For some reason this one day kept running through my mind: A day before our daughter was born – our son was maybe one and a half. We decided to take a drive up to a farm we liked. We bought sandwiches and ate them on a picnic bench, and when we were done I took my son’s hands in my own and swung him back and forth, around and around, while he giggled like a little maniac and Kendrick took photographs of us. It wasn’t an especially exciting day; I don’t know why it got stuck in my head. I suppose I just remember feeling, that morning, like life would always be that way: the three of us, together, laughing and spinning in the sun, nothing to do but decide where we want to go next.
One last thing.
I wrote this post in the morning. And in the afternoon, Kendrick came over to grab some things before picking up the kids at school. We decided to go pick them up together, and then take them to ice cream. When our son climbed into the car, he stared at us for a minute.
It’s been a long time since we’ve done this, he said. Drive with both of you in the same car.
It has been.
We picked up our daughter next, and then we drove to Baskin Robbins. We sat there in our plastic seats with our plastic spoons, our son explaining a coding game he’d just learned and our daughter chattering away about ice cream cakes. It wasn’t perfect – Kendrick and I got on each other’s nerves, and snapped at each other once or twice – but still.

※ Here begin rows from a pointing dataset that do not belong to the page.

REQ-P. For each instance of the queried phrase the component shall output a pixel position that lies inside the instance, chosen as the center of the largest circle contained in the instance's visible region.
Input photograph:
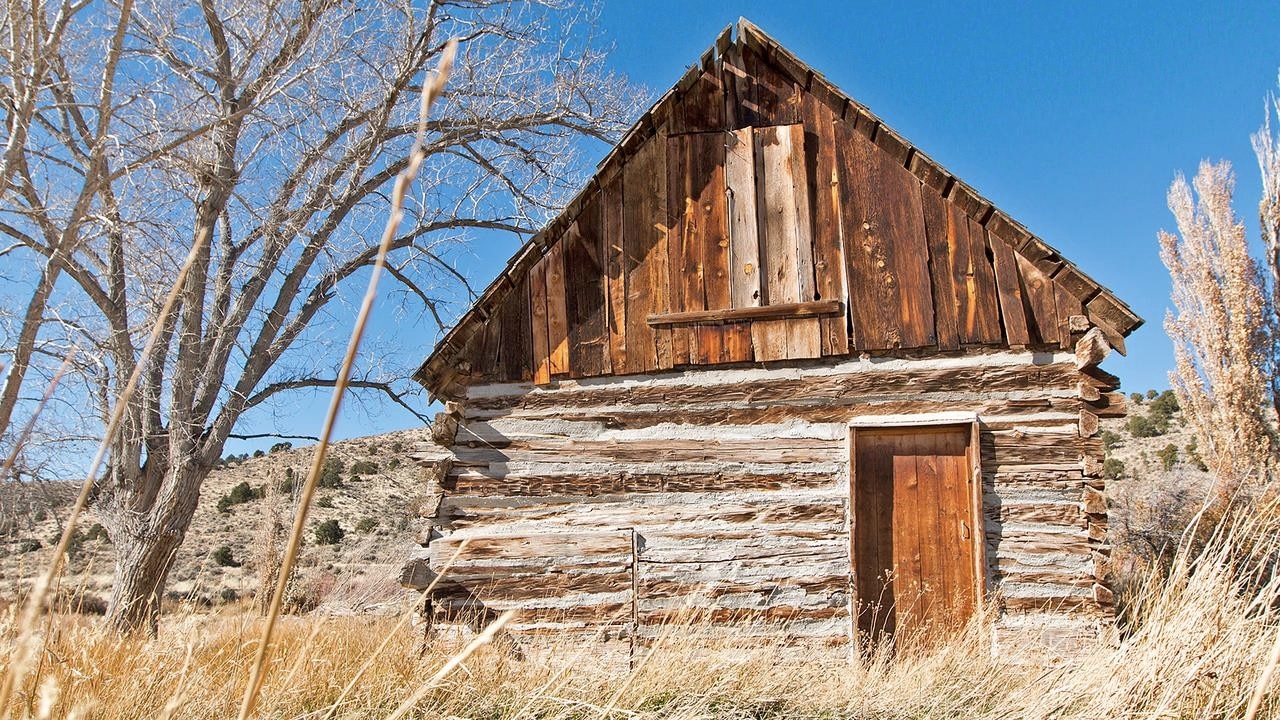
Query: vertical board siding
(828, 255)
(616, 274)
(557, 313)
(585, 301)
(516, 328)
(538, 310)
(754, 191)
(743, 228)
(886, 253)
(644, 253)
(1013, 311)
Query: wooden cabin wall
(753, 188)
(731, 491)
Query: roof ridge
(1109, 311)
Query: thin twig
(31, 424)
(35, 602)
(430, 92)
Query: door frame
(945, 419)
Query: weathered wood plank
(787, 310)
(1011, 309)
(557, 313)
(585, 300)
(644, 217)
(744, 272)
(542, 347)
(942, 256)
(1042, 301)
(886, 253)
(824, 188)
(516, 332)
(616, 278)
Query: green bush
(364, 468)
(223, 557)
(1112, 469)
(330, 475)
(1110, 440)
(329, 533)
(1162, 409)
(240, 495)
(1139, 425)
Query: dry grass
(1206, 632)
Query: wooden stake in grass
(432, 90)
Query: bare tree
(274, 128)
(1225, 329)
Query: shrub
(364, 468)
(1193, 456)
(223, 557)
(329, 533)
(1112, 469)
(330, 475)
(1110, 440)
(96, 532)
(240, 495)
(1139, 425)
(1162, 409)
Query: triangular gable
(755, 213)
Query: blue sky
(1073, 118)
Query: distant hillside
(1155, 484)
(378, 484)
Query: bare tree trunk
(142, 568)
(149, 519)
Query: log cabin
(776, 365)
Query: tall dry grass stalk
(1197, 651)
(1221, 329)
(432, 90)
(23, 647)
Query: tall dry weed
(1196, 650)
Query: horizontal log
(883, 379)
(740, 314)
(481, 483)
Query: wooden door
(915, 531)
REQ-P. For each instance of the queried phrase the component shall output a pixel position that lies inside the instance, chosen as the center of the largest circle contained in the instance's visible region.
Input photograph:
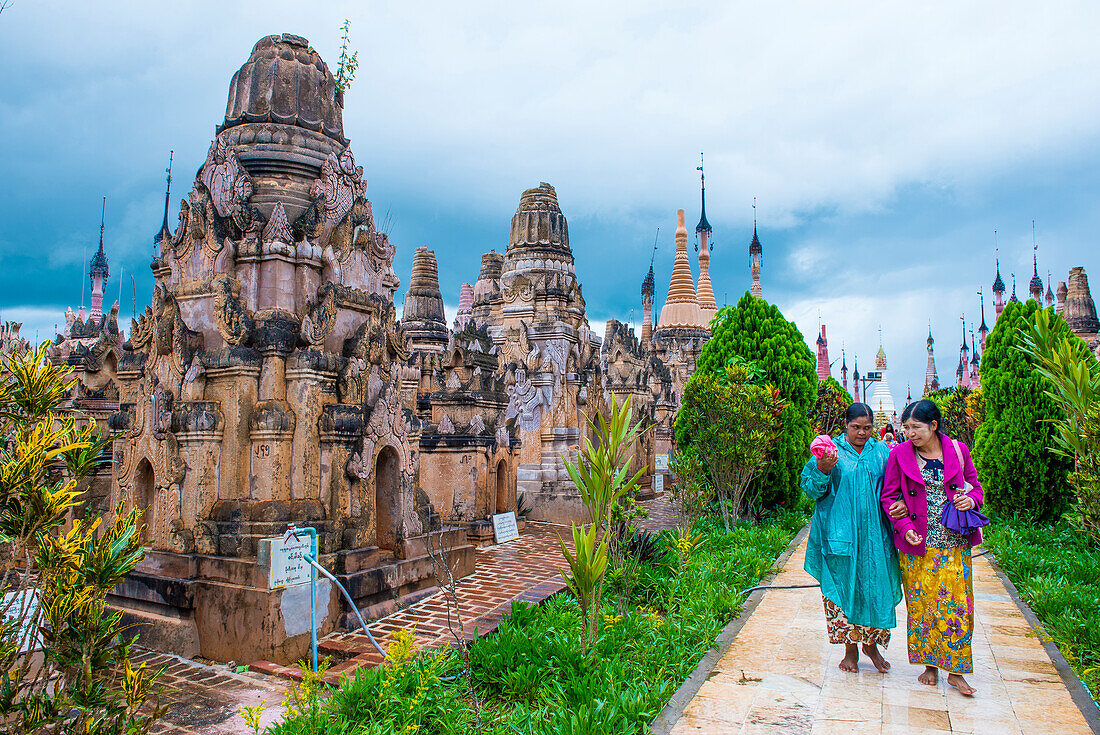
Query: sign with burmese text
(505, 528)
(285, 560)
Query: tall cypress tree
(757, 330)
(1016, 467)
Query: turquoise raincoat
(850, 549)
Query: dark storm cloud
(884, 142)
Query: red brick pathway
(206, 700)
(526, 570)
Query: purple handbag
(961, 522)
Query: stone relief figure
(453, 383)
(234, 320)
(356, 469)
(526, 402)
(351, 382)
(503, 438)
(339, 185)
(194, 380)
(320, 316)
(276, 236)
(162, 331)
(162, 410)
(221, 174)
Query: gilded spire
(706, 304)
(681, 306)
(703, 225)
(165, 232)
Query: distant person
(922, 476)
(849, 550)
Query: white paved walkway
(780, 676)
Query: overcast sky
(884, 144)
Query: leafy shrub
(84, 680)
(757, 330)
(1074, 376)
(732, 426)
(1058, 576)
(1014, 447)
(534, 677)
(827, 413)
(954, 405)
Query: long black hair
(925, 412)
(857, 410)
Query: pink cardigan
(903, 480)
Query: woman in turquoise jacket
(850, 550)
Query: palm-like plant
(603, 478)
(54, 582)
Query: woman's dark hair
(857, 410)
(925, 412)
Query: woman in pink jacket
(922, 475)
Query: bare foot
(850, 660)
(958, 682)
(876, 656)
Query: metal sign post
(292, 531)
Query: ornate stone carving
(356, 469)
(224, 178)
(234, 320)
(277, 228)
(338, 187)
(320, 317)
(526, 402)
(453, 382)
(161, 329)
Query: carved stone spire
(681, 306)
(465, 307)
(1080, 310)
(422, 317)
(931, 379)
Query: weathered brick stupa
(270, 382)
(530, 302)
(680, 333)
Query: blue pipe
(312, 588)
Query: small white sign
(504, 527)
(286, 563)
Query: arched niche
(387, 485)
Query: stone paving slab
(205, 700)
(525, 570)
(780, 676)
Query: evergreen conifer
(1016, 468)
(756, 330)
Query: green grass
(1058, 576)
(530, 672)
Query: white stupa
(881, 399)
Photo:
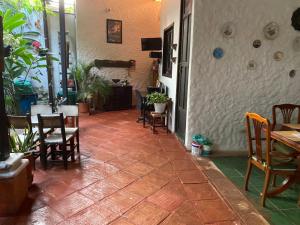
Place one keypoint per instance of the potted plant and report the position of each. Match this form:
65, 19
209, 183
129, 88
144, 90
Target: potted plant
89, 85
159, 100
24, 143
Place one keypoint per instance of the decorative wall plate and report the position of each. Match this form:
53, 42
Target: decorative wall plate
218, 53
296, 19
278, 56
292, 73
271, 31
296, 44
252, 65
228, 30
256, 43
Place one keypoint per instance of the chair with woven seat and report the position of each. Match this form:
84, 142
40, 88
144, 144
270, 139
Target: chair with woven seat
260, 156
287, 113
57, 142
71, 112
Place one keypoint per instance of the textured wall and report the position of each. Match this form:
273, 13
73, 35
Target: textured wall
140, 19
170, 14
221, 91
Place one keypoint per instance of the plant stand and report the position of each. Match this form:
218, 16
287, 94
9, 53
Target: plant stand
13, 184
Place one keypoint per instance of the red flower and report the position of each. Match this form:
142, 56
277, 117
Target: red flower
36, 44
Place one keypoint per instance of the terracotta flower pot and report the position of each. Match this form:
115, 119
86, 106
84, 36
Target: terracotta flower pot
29, 168
83, 107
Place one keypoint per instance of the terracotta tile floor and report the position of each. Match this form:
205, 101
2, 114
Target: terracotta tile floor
126, 175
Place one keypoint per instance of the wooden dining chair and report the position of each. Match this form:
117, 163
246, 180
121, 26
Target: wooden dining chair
161, 119
40, 109
57, 142
260, 156
287, 112
71, 112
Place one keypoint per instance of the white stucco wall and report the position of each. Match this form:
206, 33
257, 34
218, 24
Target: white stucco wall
140, 19
170, 14
221, 91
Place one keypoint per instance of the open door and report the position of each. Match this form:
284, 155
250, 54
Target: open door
183, 68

When we were done and headed back to the car, my daughter clung to my legs for a moment and asked me if I was going to get in the car, too. She wanted to know if next time maybe I could stay longer. I told her I would. And I was telling her the truth: I think I can, and I think we will. So I buckled her in, sat down in the passenger seat of the car that was once ours and is now just his, and we – the four of us – decided where we wanted to go next.